I’ve found that this was more of an issue at high school than later in life. And, really, it only seemed to be an issue for certain groups – the popular kids. I skirted around the edges of most groups and never really belonged to any, although I had friends in most. I can’t remember ever experiencing ridicule for my celibacy, but I think that, in hindsight, the popular kids were probably all busy patting each other on the back for being awesome.
As an adult I’ve found the reaction to be a mix of embarrassment and disbelief. But, because my passions lie in the realm of church leadership and teaching theology, a Christian sexual ethic has largely been the norm for those around me (and certainly for those whose voices I trust enough to speak into my life). However, I also work as a support worker for people with intellectual disabilities and so a large portion of my week is spent with co-workers who have different opinions on pretty much everything. In this setting the most common reaction upon learning I was waiting until marriage was that I had made a great mistake as after marriage the sex stops. As an advertisement for casual sex I think it’s a pretty shitty one.
As far as the kind of struggle remaining celibate was, well I struggled with the allure of pornography as a young man. Pornography lies to you and says it’s harmless, it doesn’t hurt anyone. But perhaps the biggest lie is one we tell ourselves: that we aren’t what we do. We have a picture in our heads of who we are and that is us, the things we do will sometimes reflect that picture and sometimes not but the picture itself is the important thing. When we confront that lie and realize the things we do flow from ourselves and form who we are, its a terrifying moment and we have no place to hide. When I realised this I realised that there’s only one woman that I want to have sex with: my wife.
What good did staying a virgin until marriage do you?
We are not born as fully formed persons. We develop in our early years and begin to etch out for ourselves a picture of the people we might become. If we attach ourselves too closely with one or more people as we grow (in relationships that are sexual or even just overly intimate), it is my experience, that we begin to form our identity as a person-in-relationship. Of course, as creatures who should reflect the social trinity we are born to crave union with others and that is well and good, but if we have developed our identity in relationship with others we don’t learn how to be alone. Our identity, then, exists outside ourselves – tied up in another person, or in the idea of couple-ness – we never have to grapple with who we are because we are always grappling with who they are and who we are with them. By staying a virgin until marriage I believe I have entered this union with my wife as a more fully whole and self-aware person than I could have been had I had the help of others in forming who I am.

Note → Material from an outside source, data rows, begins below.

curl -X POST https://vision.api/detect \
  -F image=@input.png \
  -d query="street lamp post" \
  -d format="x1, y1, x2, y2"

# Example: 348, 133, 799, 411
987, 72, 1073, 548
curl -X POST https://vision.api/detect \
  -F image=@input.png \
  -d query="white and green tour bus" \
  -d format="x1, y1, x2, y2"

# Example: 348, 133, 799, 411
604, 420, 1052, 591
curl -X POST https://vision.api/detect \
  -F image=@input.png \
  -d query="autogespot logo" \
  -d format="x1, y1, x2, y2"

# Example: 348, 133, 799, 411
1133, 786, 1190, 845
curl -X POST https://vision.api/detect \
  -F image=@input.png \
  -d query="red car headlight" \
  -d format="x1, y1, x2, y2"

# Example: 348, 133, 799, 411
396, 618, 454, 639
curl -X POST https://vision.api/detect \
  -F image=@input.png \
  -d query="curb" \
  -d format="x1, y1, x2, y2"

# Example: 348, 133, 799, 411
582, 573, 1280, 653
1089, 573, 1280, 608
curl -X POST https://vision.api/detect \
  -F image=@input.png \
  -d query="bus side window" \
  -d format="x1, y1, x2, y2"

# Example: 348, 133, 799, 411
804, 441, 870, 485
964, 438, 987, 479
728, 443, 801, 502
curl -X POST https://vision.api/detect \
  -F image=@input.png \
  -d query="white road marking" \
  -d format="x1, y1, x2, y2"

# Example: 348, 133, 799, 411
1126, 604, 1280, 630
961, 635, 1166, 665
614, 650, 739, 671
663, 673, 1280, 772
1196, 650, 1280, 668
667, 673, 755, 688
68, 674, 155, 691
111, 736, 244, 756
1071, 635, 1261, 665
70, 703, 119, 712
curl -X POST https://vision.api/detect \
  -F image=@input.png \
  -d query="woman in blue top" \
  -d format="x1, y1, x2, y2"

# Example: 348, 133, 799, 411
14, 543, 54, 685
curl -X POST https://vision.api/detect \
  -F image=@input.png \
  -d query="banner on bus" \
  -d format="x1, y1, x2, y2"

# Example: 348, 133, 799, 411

If you haven’t already answered this question, how would you say it impacted your marriage? your sex life?
Casual sex is a “forbidden fruit” – it is desirable (and maybe more so because we are told it is untouchable), it promises a lot but delivers far less. Sex within the bounds of a marriage, free of past tainted experiences, is a chance to explore yourself and another in trust and intimacy – and my experience is that this only grows with time! That this journey will begin and end for me with my wife alone means I am not scared of being vulnerable – I don’t need to pretend that I have all the answers. It means that it’s all exploration – this is not ground I have trekked before – and I know that I will never exhaust her mysteries.